The latest CAN is one of our brand-new 'revision editions' -- brief podcasts aimed at covering the essentials of critical appraisal for medical students and junior doctors preparing for exams.
With the help of Gregory Yates, an academic doctor based in Manchester, this episode introduces two core concepts: sensitivity and specificity. These are two ways of thinking about the accuracy of a diagnostic test. Knowing the sensitivity and specificity of an investigation will give you a decent idea of how it should be used in the emergency department.

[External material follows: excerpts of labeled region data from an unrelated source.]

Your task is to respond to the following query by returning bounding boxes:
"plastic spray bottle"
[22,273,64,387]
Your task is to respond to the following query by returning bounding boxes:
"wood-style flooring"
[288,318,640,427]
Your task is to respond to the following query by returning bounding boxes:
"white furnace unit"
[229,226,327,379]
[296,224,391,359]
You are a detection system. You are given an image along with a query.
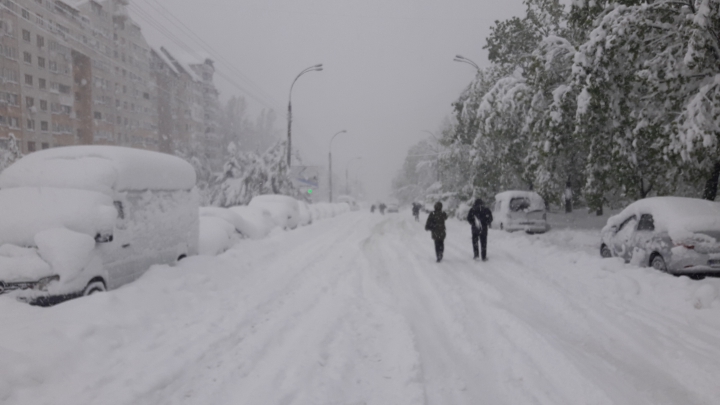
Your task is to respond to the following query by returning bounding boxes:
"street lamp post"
[345,156,362,195]
[421,129,442,181]
[288,63,322,168]
[328,129,347,202]
[453,55,480,73]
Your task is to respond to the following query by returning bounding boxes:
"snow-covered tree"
[0,134,23,172]
[210,142,298,207]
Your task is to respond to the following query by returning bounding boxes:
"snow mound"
[228,205,276,239]
[602,197,720,243]
[0,187,118,246]
[248,194,300,229]
[0,145,196,195]
[35,228,95,279]
[198,216,235,256]
[693,283,718,309]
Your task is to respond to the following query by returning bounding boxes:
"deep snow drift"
[0,211,720,405]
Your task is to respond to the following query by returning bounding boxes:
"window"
[638,214,655,231]
[510,196,530,212]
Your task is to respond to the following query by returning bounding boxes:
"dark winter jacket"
[425,210,447,240]
[467,203,492,233]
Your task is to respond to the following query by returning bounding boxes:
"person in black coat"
[425,201,447,263]
[413,203,420,221]
[467,198,492,261]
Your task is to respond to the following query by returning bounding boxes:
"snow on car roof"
[0,145,195,195]
[495,190,544,201]
[603,197,720,240]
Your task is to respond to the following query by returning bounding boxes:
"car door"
[611,215,638,261]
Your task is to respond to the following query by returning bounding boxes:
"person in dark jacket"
[413,203,420,221]
[467,198,492,261]
[425,201,447,263]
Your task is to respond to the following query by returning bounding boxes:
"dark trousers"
[473,231,487,259]
[435,239,445,260]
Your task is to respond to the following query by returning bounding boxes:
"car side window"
[618,215,636,232]
[638,214,655,231]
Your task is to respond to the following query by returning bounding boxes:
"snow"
[603,197,720,243]
[248,194,300,229]
[0,145,196,196]
[30,228,95,281]
[228,205,276,239]
[0,187,118,246]
[0,212,720,405]
[198,216,235,256]
[0,245,51,283]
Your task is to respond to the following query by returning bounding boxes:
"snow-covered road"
[0,212,720,405]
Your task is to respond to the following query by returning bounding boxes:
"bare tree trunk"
[703,161,720,201]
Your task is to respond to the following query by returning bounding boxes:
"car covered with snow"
[0,146,199,305]
[600,197,720,275]
[248,194,300,229]
[492,190,549,233]
[337,195,360,211]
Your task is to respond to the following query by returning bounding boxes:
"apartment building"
[0,0,222,161]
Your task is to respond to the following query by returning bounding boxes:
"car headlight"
[35,274,60,291]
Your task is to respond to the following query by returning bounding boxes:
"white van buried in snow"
[492,191,548,233]
[0,146,199,305]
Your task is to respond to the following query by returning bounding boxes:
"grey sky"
[131,0,524,198]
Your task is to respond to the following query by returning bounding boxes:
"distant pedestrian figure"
[563,181,572,214]
[467,198,492,261]
[413,203,420,221]
[425,201,447,263]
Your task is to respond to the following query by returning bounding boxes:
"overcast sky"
[130,0,524,198]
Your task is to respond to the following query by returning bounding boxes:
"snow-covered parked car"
[600,197,720,275]
[228,205,277,239]
[199,207,251,255]
[492,190,549,233]
[248,194,300,229]
[0,146,199,305]
[337,195,360,211]
[298,200,312,226]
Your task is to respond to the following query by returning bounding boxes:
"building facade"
[0,0,221,157]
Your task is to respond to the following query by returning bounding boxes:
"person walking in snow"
[425,201,447,263]
[413,202,420,221]
[467,198,492,261]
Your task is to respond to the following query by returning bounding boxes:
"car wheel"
[83,280,107,296]
[600,243,612,259]
[650,253,668,273]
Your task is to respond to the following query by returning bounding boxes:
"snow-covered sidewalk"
[0,212,720,405]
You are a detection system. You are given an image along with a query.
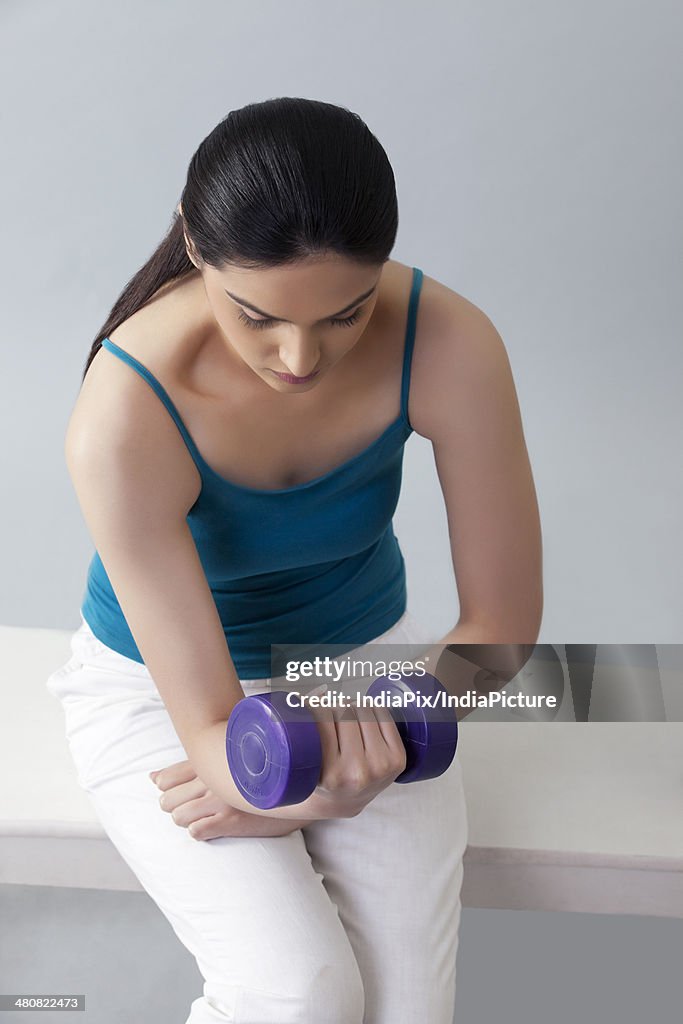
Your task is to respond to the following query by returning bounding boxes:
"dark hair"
[82,96,398,380]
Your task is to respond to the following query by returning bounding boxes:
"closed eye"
[238,307,362,331]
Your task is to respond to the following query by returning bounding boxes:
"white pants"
[46,612,468,1024]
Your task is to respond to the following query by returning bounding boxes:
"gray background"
[0,0,683,1024]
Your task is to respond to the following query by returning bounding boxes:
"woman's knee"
[208,957,365,1024]
[304,955,366,1024]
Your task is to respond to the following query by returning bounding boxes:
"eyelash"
[238,309,361,331]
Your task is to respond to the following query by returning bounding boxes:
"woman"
[48,97,542,1024]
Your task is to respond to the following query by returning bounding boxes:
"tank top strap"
[400,266,424,430]
[102,338,204,474]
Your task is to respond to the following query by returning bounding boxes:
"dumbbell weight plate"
[367,673,458,782]
[225,690,323,810]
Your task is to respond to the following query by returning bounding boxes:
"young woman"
[47,97,542,1024]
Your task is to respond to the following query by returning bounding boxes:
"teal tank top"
[81,267,423,679]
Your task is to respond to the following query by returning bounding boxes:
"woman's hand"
[150,761,311,840]
[310,705,407,817]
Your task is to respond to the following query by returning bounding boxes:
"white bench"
[0,626,683,918]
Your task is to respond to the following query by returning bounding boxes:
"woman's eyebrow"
[223,282,379,324]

Sensitivity (Sn) describes the chance that a test will be positive if your patient has the condition you're testing for. Some people call it the 'true positive rate' or alternatively the positivity in disease (PID) rate. If you need a hand remembering it, you can always remember that PID is a sensitive issue.
Meanwhile, specificity (Sp) considers the chance of a test being negative if the patient doesn't have the condition you're testing for. It's the 'true negative rate' or alternatively the negativity in health (NIH) rate. There are times when we particularly need a test to have a high sensitivity. This is generally when we want to be particularly confident that a test accurately identifies everyone with the relevant condition because we really don't want to miss it. We need a high sensitivity to rule out disease. (Sn-uff it out). At other times, we need to be confident that a patient with a positive test actually has the disease - for example, if the treatment is unpleasant or involves exposing patients to risk. In that case, we want a high specificity to rule in disease. (Sp-in it in).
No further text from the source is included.